関係各所で、読書に関する調査を行い、小学生<中学生<高校生と読書率低下が指摘され、取り上げられているのは、PISAの結果が関係しているのでしょう。
つまり、読書量と読書率が低下しているから、読解力が低下したという考え方です。
社会人の読書率の低下は非常に大変
企業の社員教育の現場にいて感じることは、「読書しない人」と感じることが増えています。なぜかといえば、社内のルールや顧客からの連絡内容、取引先とのメールの内容を、自分独自の理解・解釈をして、トラブルを起こす人が増えてるからです。
まずいのは、本人にはその意識(理解不足)がないことです。さらに、会社員は毎日様々な書類を書きますが、中学生レベルの文章しか書けない社会人も増えています。
戦略書や計画書などはとても無理です。報告書すら書くことが難しい人が増えています。
読書をしない人と接していて感じることは、驚くほど、「言葉を知らない」ことです。そのために、例えば業務上の注意やアドバイスをされても、相手が話していることを理解できないのです。相手が顧客や取引先となれば、会社の損失が発生する可能性もあります。
ですので、ごく普通に読解力・文章力があるだけの社員が、優秀にすら見えてきます。
毎月3〜4冊の本を読んでいる人はチャンスです。その状況を維持して、「行動」のギアを少し上げれば、上司から、チャンスを与えられるようになります。本を読んで得た学びを仕事に活かせる場面がないかなという意識を持って行動していれば、チャンスは発生します。
大事なのは、「本から学んだことを、仕事に活かせる場面がないか」と考えながら待つことです。
読書率を都道府県別にみると
文科省の全国学力テストには、子どもの生活習慣全般のアンケートがあります。その結果から中学3年の読書率の都道府県別割合がわかります。
読書率が高い地域(平均は64.2%)2017年
1.秋田県 75.1%
2.鹿児島県 72.8%
3.山梨県 71.5%
4.福井県 70.9%
5.岩手県 70.8%
読書率が低い地域
1.大阪府 54.4%
2.和歌山県 56.6%
3.石川県 56.8%
4.大分県 57.2%
5.熊本県 57.4%
読書率を年代別にみると
民間インターネット調査機関マイボイスコムが2019年に行なった1ヶ月の読書量についての調査(20代〜60代、各年代で男性500名、女性500名を対象にインターネット調査)によれば、1ヶ月に1冊以上の本を読んでいる人の割合=読書率は以下の通りとなっています。
読書好きの人は、紙の本と電子書籍を時と場合で使い分ける傾向があります。

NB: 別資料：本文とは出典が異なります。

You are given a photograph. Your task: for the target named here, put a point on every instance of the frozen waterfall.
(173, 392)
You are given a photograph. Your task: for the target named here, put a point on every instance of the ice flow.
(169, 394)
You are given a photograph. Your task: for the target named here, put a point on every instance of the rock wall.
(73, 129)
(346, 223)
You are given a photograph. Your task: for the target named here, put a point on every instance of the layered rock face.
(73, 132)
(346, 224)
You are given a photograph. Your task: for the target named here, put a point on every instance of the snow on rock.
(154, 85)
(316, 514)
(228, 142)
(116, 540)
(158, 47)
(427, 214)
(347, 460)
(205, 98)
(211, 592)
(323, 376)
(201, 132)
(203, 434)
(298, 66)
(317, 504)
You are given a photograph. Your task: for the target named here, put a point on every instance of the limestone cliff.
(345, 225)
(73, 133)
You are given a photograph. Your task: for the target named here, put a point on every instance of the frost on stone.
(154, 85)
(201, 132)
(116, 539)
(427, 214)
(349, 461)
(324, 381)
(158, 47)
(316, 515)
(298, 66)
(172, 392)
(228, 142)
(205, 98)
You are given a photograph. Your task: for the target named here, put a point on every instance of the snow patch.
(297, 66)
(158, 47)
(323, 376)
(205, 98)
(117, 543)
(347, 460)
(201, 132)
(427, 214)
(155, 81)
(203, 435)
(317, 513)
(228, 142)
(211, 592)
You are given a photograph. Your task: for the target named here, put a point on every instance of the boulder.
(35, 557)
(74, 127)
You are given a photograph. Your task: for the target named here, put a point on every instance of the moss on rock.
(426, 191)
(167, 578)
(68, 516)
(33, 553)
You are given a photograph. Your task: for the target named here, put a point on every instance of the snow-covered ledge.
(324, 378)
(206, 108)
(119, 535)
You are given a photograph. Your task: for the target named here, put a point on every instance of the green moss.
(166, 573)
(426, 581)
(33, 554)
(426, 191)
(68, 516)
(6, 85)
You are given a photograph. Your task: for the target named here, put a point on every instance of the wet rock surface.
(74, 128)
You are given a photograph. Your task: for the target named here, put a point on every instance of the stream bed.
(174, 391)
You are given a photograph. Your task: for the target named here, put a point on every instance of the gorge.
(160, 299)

あくまでも大まかな目安としては、紙の本と電子書籍を合計しても、月1冊も読まない人は、45〜50%程度いるものと考えられます。
紙の本を1ヶ月に1冊以上読んでいる割合 50.2%
20代 47.7%(1冊22.6%、2〜3冊15.6%、4〜5冊3.4%、6冊以上6.1%)
30代 45.6%(1冊19.4%、2〜3冊15.9%、4〜5冊3.7%、6冊以上6.6%)

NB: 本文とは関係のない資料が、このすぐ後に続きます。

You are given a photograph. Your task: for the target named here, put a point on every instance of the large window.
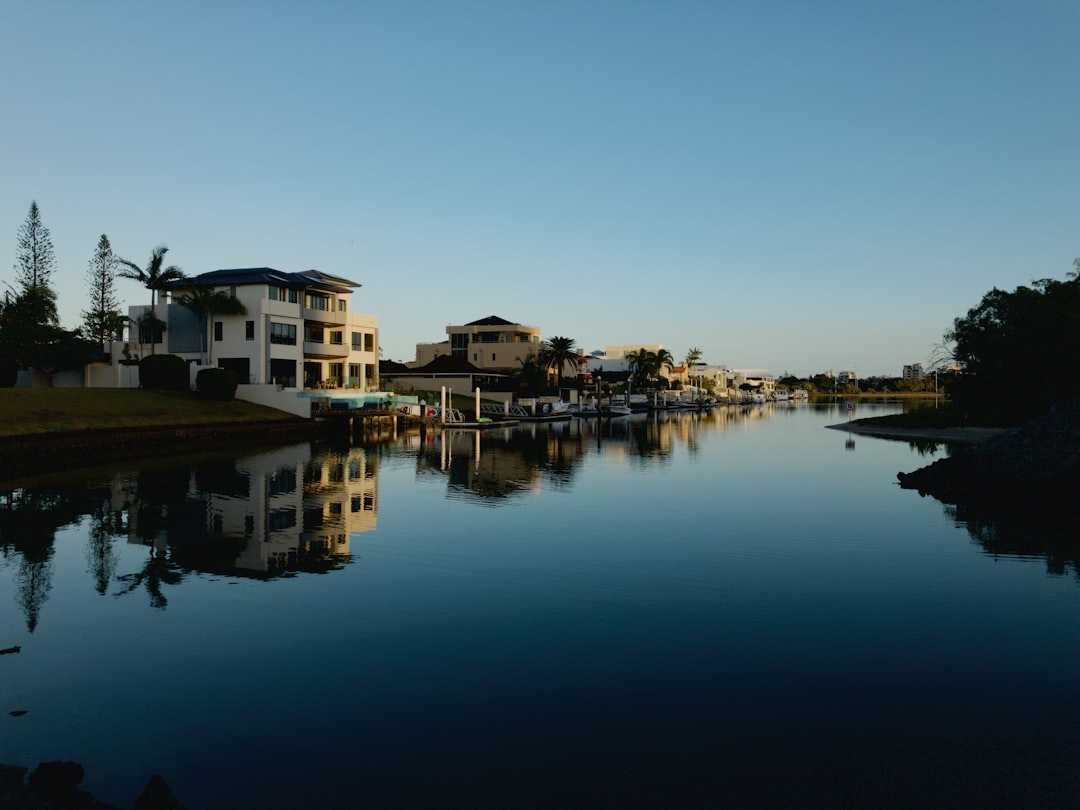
(283, 373)
(283, 333)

40代 51.2%(1冊22.4%、2〜3冊16.8%、4〜5冊2.7%、6冊以上6.9%)
50代 53.2%(1冊23.1%、2〜3冊17.5%、4〜5冊5.3%、6冊以上7.3%)
60代 55.9%(1冊22.0%、2〜3冊20.6%、4〜5冊4.9%、6冊以上8.4%)

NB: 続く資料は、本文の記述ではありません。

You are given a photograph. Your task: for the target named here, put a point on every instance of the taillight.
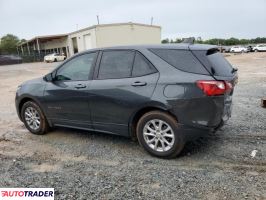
(214, 88)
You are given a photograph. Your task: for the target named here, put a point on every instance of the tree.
(9, 44)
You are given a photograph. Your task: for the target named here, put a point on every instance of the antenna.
(98, 19)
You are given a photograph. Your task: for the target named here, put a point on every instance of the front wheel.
(158, 133)
(34, 118)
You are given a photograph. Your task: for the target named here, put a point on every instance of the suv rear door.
(123, 81)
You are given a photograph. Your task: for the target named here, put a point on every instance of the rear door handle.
(80, 86)
(138, 83)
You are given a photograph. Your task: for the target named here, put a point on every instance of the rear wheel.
(34, 118)
(158, 133)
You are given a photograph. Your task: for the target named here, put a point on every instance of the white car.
(259, 47)
(238, 49)
(54, 57)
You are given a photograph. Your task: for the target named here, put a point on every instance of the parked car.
(54, 57)
(225, 49)
(238, 49)
(164, 95)
(259, 47)
(10, 59)
(249, 48)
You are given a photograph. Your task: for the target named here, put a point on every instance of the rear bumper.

電子書籍の本を1ヶ月に1冊以上読んでいる割合 19.7%
20代 28.9%(1冊8.8%、2〜3冊9.8%、4〜5冊4.1%、6冊以上6.2%)
30代 26.5%(1冊8.2%、2〜3冊9.5%、4〜5冊3.0%、6冊以上5.8%)
40代 19.8%(1冊6.6%、2〜3冊5.7%、4〜5冊3.0%、6冊以上4.5%)
50代 14.9%(1冊5.2%、2〜3冊4.5%、4〜5冊1.4%、6冊以上3.8%)
60代 8.5%(1冊3.7%、2〜3冊2.3%、4〜5冊1.1%、6冊以上1.4%)
読書率の世界の状況は
もしも日本の読書率低下の原因が、SNSやスマホの普及によるものであれば、世界の状況も同程度になるはずです。
*読書頻度|GfKジャパン(17カ国22,000人のネットユーザーに2017年調査実施)
毎日ほぼ毎日 | 週1回 | 月1回 | 合計 月1回以上読む | ||
1 | 中国 | 36% | 34% | 16% | 86% |
2 | イギリス | 32% | 24% | 16% | 72% |
2 | スペイン | 32% | 25% | 16% | 73% |
4 | イタリア | 30% | 26% | 19% | 75% |
4 | アメリカ | 30% | 25% | 16% | 71% |
(中略) | |||||
15 | 日本 | 20% | 24% | 19% | 63% |
まとめ
読書率の低下のことで若者がターゲットにされますが、現実は中高年の人も本を読んでいる人は、多いと言える状況ではありません。
また世界の読書頻度に関する調査では、日本人の読書頻度は平均以下であることも判明しています。
個人レベルでは、現状よりも本をたくさん読むようになる事で、進化成長をつかめるチャンスではないかと思われます。